PaddleOCR 3.0 Technical Report
This is an incremental update to an existing toolkit, addressing the demand for document understanding in applications involving large language models.
The authors tackled the problem of document understanding by introducing PaddleOCR 3.0, an open-source toolkit with three solutions for multilingual text recognition, hierarchical document parsing, and key information extraction, achieving competitive accuracy and efficiency with models under 100 million parameters compared to billion-parameter vision-language models.

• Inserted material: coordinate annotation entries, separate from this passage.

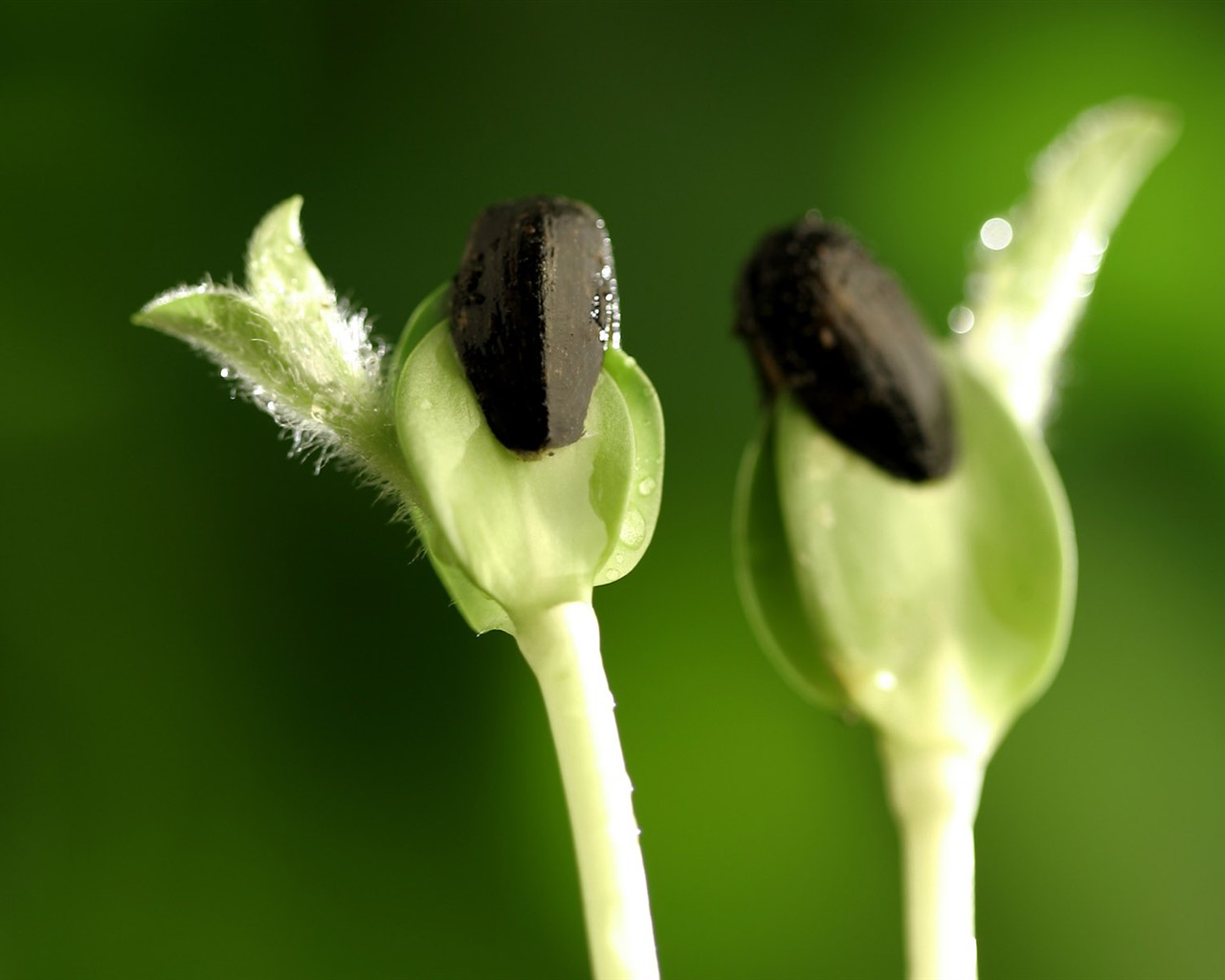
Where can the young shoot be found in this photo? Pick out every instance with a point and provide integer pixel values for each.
(521, 441)
(904, 547)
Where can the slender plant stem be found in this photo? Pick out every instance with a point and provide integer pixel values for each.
(563, 647)
(935, 795)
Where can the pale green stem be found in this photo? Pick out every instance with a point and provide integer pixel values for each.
(563, 647)
(935, 796)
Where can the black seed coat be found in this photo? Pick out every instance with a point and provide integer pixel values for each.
(827, 323)
(533, 306)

This technical report introduces PaddleOCR 3.0, an Apache-licensed open-source toolkit for OCR and document parsing. To address the growing demand for document understanding in the era of large language models, PaddleOCR 3.0 presents three major solutions: (1) PP-OCRv5 for multilingual text recognition, (2) PP-StructureV3 for hierarchical document parsing, and (3) PP-ChatOCRv4 for key information extraction. Compared to mainstream vision-language models (VLMs), these models with fewer than 100 million parameters achieve competitive accuracy and efficiency, rivaling billion-parameter VLMs. In addition to offering a high-quality OCR model library, PaddleOCR 3.0 provides efficient tools for training, inference, and deployment, supports heterogeneous hardware acceleration, and enables developers to easily build intelligent document applications.